The Nets added former All-Stars LaMarcus Aldridge and Blake Griffin on the buyout market. Erving did not much appreciate that, telling Green and co-host Harrison Sanford:
It’s reminiscent of how the Yankees used to do it all the time. Load up, man, they called it buying a championship. Lakers are known for doing that too, just trying to buy a championship. Get all these pieces. They don’t know at the end of the season what it is going to look like, or what it’s going to feel like but they’re going to be formidable to anyone. You got a team with six former All-Stars and several All-Pro guys who have been there and succeeded in the playoffs, then that is quite a challenge.
Erving Ready for The Process to ‘Bear Fruit’
Erving averaged 24.2 points per game over 16 seasons and was an All-Star in every year of his career.
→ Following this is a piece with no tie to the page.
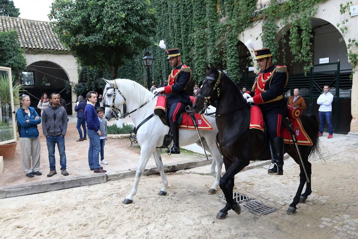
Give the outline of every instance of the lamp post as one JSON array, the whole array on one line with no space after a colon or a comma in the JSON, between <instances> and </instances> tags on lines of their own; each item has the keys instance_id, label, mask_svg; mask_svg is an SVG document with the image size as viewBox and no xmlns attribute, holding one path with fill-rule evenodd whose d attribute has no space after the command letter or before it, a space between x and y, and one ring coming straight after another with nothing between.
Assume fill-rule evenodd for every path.
<instances>
[{"instance_id":1,"label":"lamp post","mask_svg":"<svg viewBox=\"0 0 358 239\"><path fill-rule=\"evenodd\" d=\"M143 58L143 63L144 63L144 66L147 67L147 86L148 89L150 90L150 74L149 71L149 67L152 65L153 63L153 57L150 55L149 53L149 50L147 49L145 52L145 54L144 57Z\"/></svg>"}]
</instances>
He won two championships with the Nets and was the ABA MVP all three of his seasons (1973-76) in New York, going on to win another MVP as a member of the NBA in Philadelphia in 1980-81. He was also a star on the 1982-83 Sixers, who brought home only the second championship in the franchise’s Philly history.
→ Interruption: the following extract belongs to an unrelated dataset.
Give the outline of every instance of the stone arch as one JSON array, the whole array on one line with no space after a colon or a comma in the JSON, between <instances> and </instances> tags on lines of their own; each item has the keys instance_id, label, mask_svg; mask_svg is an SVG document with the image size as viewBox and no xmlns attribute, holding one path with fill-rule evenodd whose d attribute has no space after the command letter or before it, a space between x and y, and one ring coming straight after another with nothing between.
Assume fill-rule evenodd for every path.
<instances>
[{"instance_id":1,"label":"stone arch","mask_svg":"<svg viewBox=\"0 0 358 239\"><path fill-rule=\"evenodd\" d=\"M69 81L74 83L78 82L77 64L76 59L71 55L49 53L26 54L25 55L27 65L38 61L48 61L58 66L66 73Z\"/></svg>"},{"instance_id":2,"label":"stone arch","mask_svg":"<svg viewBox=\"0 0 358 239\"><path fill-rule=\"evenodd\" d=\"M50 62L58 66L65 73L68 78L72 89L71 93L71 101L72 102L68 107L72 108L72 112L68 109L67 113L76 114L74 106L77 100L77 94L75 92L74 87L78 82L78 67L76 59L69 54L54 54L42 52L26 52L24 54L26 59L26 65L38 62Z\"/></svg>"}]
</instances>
He named Rivers, again, as one reason the Sixers could top the Nets, but added others.
“I think, first of all we have an advantage coaching-wise based on experience with Doc,” Erving said, “and in terms of the championship experience you (Green) have and Dwight has, and then the ambition, I think, of Ben (Simmons) and Joel (Embiid), these guys are hungry now, man. They’ve been projected, they’ve been part of what they call The Process for several years, it’s time for The Process to bear some fruit.”
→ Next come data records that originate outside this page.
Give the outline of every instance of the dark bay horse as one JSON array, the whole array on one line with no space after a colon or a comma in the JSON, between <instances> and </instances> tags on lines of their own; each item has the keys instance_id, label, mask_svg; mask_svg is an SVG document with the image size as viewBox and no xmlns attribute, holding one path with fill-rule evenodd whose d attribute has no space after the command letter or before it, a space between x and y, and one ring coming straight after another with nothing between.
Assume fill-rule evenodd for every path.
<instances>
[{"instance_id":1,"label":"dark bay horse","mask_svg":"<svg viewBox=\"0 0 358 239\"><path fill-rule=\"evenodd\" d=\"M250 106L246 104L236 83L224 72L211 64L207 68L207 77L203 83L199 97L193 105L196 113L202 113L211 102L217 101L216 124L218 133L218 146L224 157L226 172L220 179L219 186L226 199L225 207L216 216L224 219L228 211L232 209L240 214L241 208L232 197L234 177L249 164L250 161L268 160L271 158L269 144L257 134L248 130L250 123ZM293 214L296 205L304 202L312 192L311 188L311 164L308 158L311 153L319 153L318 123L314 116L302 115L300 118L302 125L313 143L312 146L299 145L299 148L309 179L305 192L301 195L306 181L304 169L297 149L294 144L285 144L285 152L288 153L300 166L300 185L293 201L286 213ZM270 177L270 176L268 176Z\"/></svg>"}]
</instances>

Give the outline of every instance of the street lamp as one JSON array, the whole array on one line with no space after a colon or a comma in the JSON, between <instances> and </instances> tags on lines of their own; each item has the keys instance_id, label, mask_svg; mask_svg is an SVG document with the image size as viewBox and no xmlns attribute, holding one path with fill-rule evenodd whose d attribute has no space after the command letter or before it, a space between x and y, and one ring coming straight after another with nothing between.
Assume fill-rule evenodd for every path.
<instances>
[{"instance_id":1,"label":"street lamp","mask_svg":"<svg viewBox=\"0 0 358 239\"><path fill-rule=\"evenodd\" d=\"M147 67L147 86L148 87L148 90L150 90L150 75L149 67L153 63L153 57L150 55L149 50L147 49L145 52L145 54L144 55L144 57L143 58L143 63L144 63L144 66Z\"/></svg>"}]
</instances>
Erving said he was impressed, too, with how the Sixers managed to hang in while Joel Embiid was out with a knee injury. Embiid missed 11 of 12 games from mid-March to early April, but the Sixers went 9-3. Erving expects that experience will pay off.
“Ws breed confidence,” Erving said. “It’s not cool to be overconfident, but it’s very cool to be confident. You need to maintain the confidence then get out there and perform.”